Oh, and it also came in an Audio Units format only. If anything, this last point was perhaps just as important as whether the drum machine itself was up to the task (although it most certainly was) because, for the previous 9 months or so, many iOS musicians have been keeping their fingers crossed that Apple’s Audio Units plugin format – already well established in the desktop-based music production environment – was going to gain a grip under iOS9. However, for a variety of reasons (and some key ones down to Apple’s initial implementation of AU under iOS), developers were somewhat cautious in their adoption of the AU format….
Thankfully, with AUv.3 now available, this does appear to be changing and Ruismaker was a very clear sign of that change. And, as if do confirm the point, Bram is now back with what he describes as Ruismaker’s ‘crazy twin sister’; Ruismaker FM. Like the original, this is an AU-only, compact drum synth. As can be seen from the various screenshots shown below, the format is similar enough to the original the Ruismaker users will instantly feel at home with the new ‘FM’ option. So, if the original Ruismaker appealed, should you also be interested in the new Ruismaker FM?

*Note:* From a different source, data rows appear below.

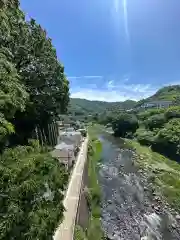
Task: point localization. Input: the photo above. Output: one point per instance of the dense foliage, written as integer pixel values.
(31, 192)
(33, 92)
(125, 124)
(161, 131)
(34, 89)
(82, 107)
(168, 93)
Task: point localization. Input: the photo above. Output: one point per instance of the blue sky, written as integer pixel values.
(113, 50)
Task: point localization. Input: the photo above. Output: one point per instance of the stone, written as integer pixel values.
(178, 217)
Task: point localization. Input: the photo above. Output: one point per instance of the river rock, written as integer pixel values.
(178, 217)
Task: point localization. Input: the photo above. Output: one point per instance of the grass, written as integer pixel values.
(94, 230)
(163, 173)
(94, 198)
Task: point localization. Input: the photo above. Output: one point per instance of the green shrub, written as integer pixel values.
(125, 124)
(168, 138)
(30, 187)
(155, 121)
(172, 112)
(145, 137)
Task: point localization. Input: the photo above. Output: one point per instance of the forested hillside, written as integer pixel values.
(33, 92)
(83, 106)
(169, 93)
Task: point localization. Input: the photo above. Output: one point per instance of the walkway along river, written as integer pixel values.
(128, 211)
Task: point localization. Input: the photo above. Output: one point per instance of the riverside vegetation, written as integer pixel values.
(33, 92)
(155, 136)
(94, 229)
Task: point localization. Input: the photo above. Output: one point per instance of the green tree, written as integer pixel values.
(124, 124)
(168, 138)
(31, 193)
(155, 121)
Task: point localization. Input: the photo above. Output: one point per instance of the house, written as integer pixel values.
(65, 153)
(74, 136)
(157, 104)
(69, 129)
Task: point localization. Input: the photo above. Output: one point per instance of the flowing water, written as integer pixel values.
(127, 205)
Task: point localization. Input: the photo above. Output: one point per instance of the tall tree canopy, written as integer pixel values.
(34, 88)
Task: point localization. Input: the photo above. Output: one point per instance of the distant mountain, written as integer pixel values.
(83, 106)
(169, 93)
(79, 106)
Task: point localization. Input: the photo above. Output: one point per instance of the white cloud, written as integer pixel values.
(110, 90)
(114, 93)
(80, 77)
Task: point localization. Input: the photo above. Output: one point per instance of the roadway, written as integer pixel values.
(66, 229)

As with Rusimaker, Ruismaker FM users can download a short, but very well written, PDF manual for the app via Bram’s website. This is well worth a read and it does offer a good description of the differences between the two app. While there are some obvious visual differences, these are down to the underlying engines within the two app. While Ruismaker is based on an analog-style (well, virtual analog style) synth engine, in Ruismaker FM the engine is based upon a digital modelling approach which is, apparently, better for FM synth emulation. As you would perhaps expect, while both apps are therefore capable of creating a range of electronic drum sounds (and with areas of sonic overlap), they also each offer their own unique possibilities.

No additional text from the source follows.